London-based architect Peter Barber is developing 365 urban masterplans, in a project called One Year 365 Cities, to prove that it should be possible "to design a city in 10 minutes".
"One year 365 cities is an attempt to design a city a day for a year," Barber, founder of Peter Barber Architects, told Dezeen.
He said the inspiration behind the idea was a statement by American theorist Lewis Mumford.
"The idea arose from Lewis Mumford's assertion that modernism has 'failed to produce even a rough draft for a decent neighbourhood', and from a pub remark made by my friend and colleague Ben Stringer, who said that you ought to be able to design a city in 10 minutes."
Barber, who has designed and built numerous housing schemes in London, has been sketching a design for a city every day since 17 August and uploading them to his One Year 365 Cities Instagram account.
Some of the cities that Barber has designed so far include a town in a ravine in the Basque region of Spain, a farming cooperative in Wiltshire, UK, and a island village of fish farmers in the Thames estuary.
Through the project, Barber hopes to start discussions and reflect on the current form are cities take and how they are designed.
"We need to think deeply about our priorities and how those might be reflected in the production and arrangement of space and how we want our cities, towns, villages to be designed," he said.
"To a significant extent the layout of our cities, and London is a very good example, are products of neo-liberal economics, the commodification of housing and the arbitrary flow of global capital," he continued.
"In London, which is surely one of the richest cities the world has ever known, this is leading to misery and a segregated city, with 170,000 homeless people and 20,000 empty investment flats, while social housing bequeathed to us by a more idealistic post-war generation is bulldozed."
Along with prompting serious thoughts about the nature of our cities, the project has helped Barber to structure his own thoughts about design.
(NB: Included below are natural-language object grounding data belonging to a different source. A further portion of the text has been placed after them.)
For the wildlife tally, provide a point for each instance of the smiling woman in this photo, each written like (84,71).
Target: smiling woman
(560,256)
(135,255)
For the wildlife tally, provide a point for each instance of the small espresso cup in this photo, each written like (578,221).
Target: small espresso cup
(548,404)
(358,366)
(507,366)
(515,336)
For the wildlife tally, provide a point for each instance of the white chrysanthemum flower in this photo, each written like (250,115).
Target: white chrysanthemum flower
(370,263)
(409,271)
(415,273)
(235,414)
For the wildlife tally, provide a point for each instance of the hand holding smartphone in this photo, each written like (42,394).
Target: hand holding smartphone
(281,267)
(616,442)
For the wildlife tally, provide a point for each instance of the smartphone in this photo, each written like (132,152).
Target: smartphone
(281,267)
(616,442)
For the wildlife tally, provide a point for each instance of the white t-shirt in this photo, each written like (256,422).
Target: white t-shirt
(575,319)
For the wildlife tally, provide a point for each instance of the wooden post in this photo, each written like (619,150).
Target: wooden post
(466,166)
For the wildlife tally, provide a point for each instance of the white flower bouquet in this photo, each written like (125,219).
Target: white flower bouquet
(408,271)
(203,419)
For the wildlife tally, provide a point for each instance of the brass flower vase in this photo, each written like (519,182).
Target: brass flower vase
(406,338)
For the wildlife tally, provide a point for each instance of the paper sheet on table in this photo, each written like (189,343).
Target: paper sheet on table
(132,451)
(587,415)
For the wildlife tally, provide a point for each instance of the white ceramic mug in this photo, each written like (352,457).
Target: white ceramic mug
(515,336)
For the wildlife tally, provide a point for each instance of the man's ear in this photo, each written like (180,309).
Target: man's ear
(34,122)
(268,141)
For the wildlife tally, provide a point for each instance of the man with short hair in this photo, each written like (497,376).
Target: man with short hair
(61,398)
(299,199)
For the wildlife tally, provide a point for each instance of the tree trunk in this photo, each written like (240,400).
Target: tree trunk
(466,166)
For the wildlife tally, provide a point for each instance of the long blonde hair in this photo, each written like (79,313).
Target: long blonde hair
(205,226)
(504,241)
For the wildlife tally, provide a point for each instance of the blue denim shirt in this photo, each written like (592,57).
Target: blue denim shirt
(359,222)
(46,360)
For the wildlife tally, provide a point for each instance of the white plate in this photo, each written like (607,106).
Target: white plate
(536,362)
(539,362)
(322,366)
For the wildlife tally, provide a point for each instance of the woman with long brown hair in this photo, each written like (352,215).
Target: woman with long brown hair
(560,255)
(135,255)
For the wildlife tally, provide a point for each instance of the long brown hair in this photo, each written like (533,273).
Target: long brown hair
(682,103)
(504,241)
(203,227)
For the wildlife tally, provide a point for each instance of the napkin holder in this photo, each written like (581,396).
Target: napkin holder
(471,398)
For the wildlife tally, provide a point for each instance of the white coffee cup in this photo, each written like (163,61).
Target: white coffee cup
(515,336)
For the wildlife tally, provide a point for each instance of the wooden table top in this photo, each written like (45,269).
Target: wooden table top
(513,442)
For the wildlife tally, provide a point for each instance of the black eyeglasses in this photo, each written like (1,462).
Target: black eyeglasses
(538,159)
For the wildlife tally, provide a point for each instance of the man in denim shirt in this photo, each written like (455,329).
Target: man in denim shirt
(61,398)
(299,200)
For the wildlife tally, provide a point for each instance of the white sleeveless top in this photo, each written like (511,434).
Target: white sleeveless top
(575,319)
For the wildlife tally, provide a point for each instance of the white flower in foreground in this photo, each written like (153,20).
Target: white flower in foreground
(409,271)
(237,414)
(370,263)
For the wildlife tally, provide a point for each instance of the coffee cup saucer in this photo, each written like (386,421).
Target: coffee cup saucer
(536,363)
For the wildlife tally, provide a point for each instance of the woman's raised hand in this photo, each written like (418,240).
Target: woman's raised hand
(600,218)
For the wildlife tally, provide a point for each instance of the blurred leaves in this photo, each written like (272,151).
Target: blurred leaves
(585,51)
He hopes it will encourage other people to sketch.
"I'm an inveterate sketcher. The project structures that a bit," he explained. "In the course of my day it's a little 10 minute mental workout, kind of light relief too, and a chance to think beyond the here and now.
"I wonder if the project will remind people about the joy of jotting down a thought in a quick sketch, the sketch book as a place to escape to, a place to be playful, dreamy, speculative, idealistic even," he concluded.